La loi d'un champ acheté

La michna clôt le sujet par la halakha d'un véritable champ acheté. "Sdé mikna", un champ acheté que son acquéreur a consacré, "éna yotsé al hakohanim", n'est pas transféré aux kohanim, "baYovel", à l'arrivée du Yovel ; il retourne au contraire à la famille qui le détenait depuis l'origine. La raison : "cheén adam makdich", personne n'a le pouvoir de consacrer, "davar cheéno chelo", une chose qui ne lui appartient pas. La propriété de l'acheteur s'éteint au Yovel, lorsqu'il doit rendre la terre à la famille dont elle est la part, et son acte de consécration est borné par cette même limite.

Kohanim et Léviim

Tout ceci, à savoir qu'un champ patrimonial consacré et non racheté est remis au Yovel aux kohanim et échappe définitivement à la famille d'origine, concerne les terres appartenant à de simples Yisraélim. Lorsque le propriétaire est un kohen ou un lévi, ses biens suivent un autre ensemble de règles.

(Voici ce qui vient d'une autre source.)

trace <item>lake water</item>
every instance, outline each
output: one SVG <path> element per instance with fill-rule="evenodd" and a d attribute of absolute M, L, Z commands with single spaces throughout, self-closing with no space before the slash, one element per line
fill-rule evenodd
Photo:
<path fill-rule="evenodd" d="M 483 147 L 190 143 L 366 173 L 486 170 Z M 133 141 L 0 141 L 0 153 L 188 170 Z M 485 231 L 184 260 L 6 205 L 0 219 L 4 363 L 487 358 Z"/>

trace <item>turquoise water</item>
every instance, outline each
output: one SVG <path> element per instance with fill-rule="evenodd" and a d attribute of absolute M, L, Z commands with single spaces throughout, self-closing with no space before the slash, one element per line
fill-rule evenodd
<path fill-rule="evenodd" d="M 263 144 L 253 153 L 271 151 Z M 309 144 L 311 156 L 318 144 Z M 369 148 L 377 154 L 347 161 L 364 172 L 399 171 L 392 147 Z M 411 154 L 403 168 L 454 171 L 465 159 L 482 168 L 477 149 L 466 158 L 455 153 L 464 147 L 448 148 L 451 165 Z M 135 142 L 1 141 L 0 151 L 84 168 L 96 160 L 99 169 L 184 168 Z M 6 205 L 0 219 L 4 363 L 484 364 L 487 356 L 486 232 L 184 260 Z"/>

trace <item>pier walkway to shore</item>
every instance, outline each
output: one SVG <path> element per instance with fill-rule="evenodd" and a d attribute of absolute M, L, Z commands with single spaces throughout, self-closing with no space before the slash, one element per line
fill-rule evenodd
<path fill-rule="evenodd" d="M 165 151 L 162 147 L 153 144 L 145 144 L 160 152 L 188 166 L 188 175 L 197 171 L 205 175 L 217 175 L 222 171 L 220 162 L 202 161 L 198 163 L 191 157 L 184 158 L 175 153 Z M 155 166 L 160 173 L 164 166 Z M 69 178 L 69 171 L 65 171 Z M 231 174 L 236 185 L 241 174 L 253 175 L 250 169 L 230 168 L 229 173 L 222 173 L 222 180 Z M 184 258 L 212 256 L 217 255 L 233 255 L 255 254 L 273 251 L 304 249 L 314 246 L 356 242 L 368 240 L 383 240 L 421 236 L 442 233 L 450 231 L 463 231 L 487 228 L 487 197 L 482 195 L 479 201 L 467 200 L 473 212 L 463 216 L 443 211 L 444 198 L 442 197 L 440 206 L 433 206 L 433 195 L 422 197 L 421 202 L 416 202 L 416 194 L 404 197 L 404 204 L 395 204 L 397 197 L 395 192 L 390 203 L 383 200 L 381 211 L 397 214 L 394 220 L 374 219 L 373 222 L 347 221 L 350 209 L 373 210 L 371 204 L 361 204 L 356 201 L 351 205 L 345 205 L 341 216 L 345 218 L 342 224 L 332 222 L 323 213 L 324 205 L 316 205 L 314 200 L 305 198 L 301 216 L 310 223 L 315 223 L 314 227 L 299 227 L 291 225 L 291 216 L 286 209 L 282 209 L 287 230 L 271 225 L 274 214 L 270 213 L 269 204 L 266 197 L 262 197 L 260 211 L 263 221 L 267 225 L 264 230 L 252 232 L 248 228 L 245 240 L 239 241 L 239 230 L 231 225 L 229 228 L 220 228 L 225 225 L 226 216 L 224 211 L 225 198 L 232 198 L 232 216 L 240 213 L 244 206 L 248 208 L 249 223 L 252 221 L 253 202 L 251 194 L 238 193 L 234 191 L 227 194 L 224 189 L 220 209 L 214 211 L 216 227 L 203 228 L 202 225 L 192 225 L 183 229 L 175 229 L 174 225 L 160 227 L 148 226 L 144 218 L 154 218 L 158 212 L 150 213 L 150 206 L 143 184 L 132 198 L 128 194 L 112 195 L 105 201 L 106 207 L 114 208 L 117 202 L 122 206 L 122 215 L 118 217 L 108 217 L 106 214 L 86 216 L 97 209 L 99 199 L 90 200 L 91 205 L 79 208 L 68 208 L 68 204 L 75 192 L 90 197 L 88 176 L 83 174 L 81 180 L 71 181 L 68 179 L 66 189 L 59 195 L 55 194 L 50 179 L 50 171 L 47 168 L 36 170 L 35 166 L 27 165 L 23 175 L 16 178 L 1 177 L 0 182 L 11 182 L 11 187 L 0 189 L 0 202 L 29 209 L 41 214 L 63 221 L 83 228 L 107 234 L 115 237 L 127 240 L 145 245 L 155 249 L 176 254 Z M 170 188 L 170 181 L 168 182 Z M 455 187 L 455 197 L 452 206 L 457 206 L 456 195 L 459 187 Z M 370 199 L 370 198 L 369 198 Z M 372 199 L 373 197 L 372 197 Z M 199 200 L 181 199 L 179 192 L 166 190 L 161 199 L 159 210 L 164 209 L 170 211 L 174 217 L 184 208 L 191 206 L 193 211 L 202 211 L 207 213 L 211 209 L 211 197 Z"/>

"Kohanim ouLviyim makdichim leolam" : les membres de ces deux familles peuvent consacrer leurs champs à tout moment, y compris l'année du Yovel, alors que pour un simple Yisraël les 'Hakhamim apprennent d'un passouk que son sdé a'houza ne peut pas être consacré durant l'année même du Yovel. "Vegoalin leolam" : ils peuvent de même racheter ce qu'ils ont consacré quand ils le souhaitent, "bén lifné haYovel", avant l'arrivée du Yovel, "bén leа'har haYovel", et après qu'il est passé. Leurs champs ne sont jamais remis au michmar des kohanim lorsque le Yovel arrive. Ainsi, un kohen ou un lévi qui a consacré son champ patrimonial et a laissé passer le Yovel sans le racheter peut encore le racheter par la suite. Cela aussi, les 'Hakhamim l'apprennent des pessoukim.